The valve that failed (2MS-0705) is located in-line between the ARV air accumulator and the instrument air supply. This valve was replaced. Comanche Peak has a total of eight components in this same configuration. The remaining seven valves were verified by the system engineer to be operating correctly (not remaining closed). The verification was performed by a visual confirmation that the pressure indicators associated with each safety related accumulator were not exhibiting oscillations that were characteristic of a closed isolation valve as noted in this condition. The valves verified were IMS-0702, 1MS-0703, IMS-0704, IMS-0705, 2MS-0702, 2MS-0703, and 2MS-0704.

As part of the site's corrective action program, CPSES Engineering personnel are developing a method to verify Kerotest valve position. The valves to be considered would be limited to those in applications where the failure to open would have an adverse impact on operability or the ability to mitigate loss of a safety function. In addition, the current "run-to-failure" Preventive Maintenance classification of these Kerotest valves is being reviewed to determine if it is adequate to prevent event recurrence.
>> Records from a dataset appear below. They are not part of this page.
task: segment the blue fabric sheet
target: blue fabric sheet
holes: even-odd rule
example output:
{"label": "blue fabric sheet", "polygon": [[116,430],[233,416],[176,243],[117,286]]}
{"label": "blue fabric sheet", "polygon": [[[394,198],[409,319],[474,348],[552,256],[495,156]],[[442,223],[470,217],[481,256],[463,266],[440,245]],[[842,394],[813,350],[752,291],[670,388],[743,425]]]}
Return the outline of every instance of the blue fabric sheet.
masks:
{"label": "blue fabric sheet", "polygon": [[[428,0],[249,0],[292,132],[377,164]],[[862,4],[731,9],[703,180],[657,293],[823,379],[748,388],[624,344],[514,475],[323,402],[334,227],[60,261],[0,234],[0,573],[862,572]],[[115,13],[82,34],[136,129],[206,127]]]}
VI. PREVIOUS SIMILAR EVENTS

There have been no previous similar reportable events at CPSES in the last three years. However, among the approximately 500 Kerotest globe valves of similar design installed in both units at CPSES, there have been at least three previous non-reportable events in the last 6 years documented in the CPSES Corrective Action Program where a the valve has failed to open after being closed during an evolution. In each of these instances, the failure was immediately obvious due to the system response, the failed valve was replaced, and the condition was considered a low significance failure.